A pre-order is when a product/service is listed on a website before it is manufactured or before it is launched or isn’t for sale yet, but will be in the near future. Through pre-orders, brands can allow customers to pay for the product in full or part to reserve it before it is available.
In this manner, customers can be sure that the product won’t sell out and brands can get an idea about the product’s potential sales volume to plan its inventory better.
How do pre-order sales work?
Think about this scenario for a minute. You’re launching a new product and you post all about it on Instagram.
You ask your followers to send you a direct message to place a pre-order. Now imagine you have 20k followers on Instagram alone and 20% of them are sending you messages, while others are dropping a comment on the post.
Typically, brands allow pre-orders two weeks to two months before a product is available. Too long a timeline might result in customers losing interest in the product and too short a timeline may not give them enough time to place an order.
To make things simpler, Shopify stores can automate pre-orders easily. With apps like Pre-order Today, they can easily swap the ‘buy now’ button with a ‘pre-order’ button that typically takes them through the same checkout steps as a normal purchase.
Once the product is ready to be shipped, customers who placed an order early on are automatically notified. The fulfillment process of the order is pretty much the same, thereafter.

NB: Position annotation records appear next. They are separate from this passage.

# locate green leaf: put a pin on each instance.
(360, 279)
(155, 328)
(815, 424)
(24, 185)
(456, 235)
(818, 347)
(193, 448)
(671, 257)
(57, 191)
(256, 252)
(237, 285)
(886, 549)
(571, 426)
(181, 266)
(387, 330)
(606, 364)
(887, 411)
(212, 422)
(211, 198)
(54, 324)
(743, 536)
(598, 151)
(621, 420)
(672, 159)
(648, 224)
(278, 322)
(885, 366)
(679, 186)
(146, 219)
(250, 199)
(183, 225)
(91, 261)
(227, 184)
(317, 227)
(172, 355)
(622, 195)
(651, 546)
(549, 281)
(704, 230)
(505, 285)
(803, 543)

When Knoxlabs, a company that sells virtual reality-based products, wanted to launch a funky cardboard box for users to play games, they chose to take the pre-order route. They created a simple website that focused on driving pre-order signups, which helped them test the waters.
Within a week, they had over 500 pre-orders. In this way, they were able to generate enough interest and hype for a new, yet-to-be-created product as well as gauge the demand for a completely new, innovative product that they had to build. You can read the complete case study here.
But there’s more to pre-order strategies.
Getting customers to pay upfront for a product that isn’t even available yet and will take time to reach them, is not so easy. Although it’s totally doable.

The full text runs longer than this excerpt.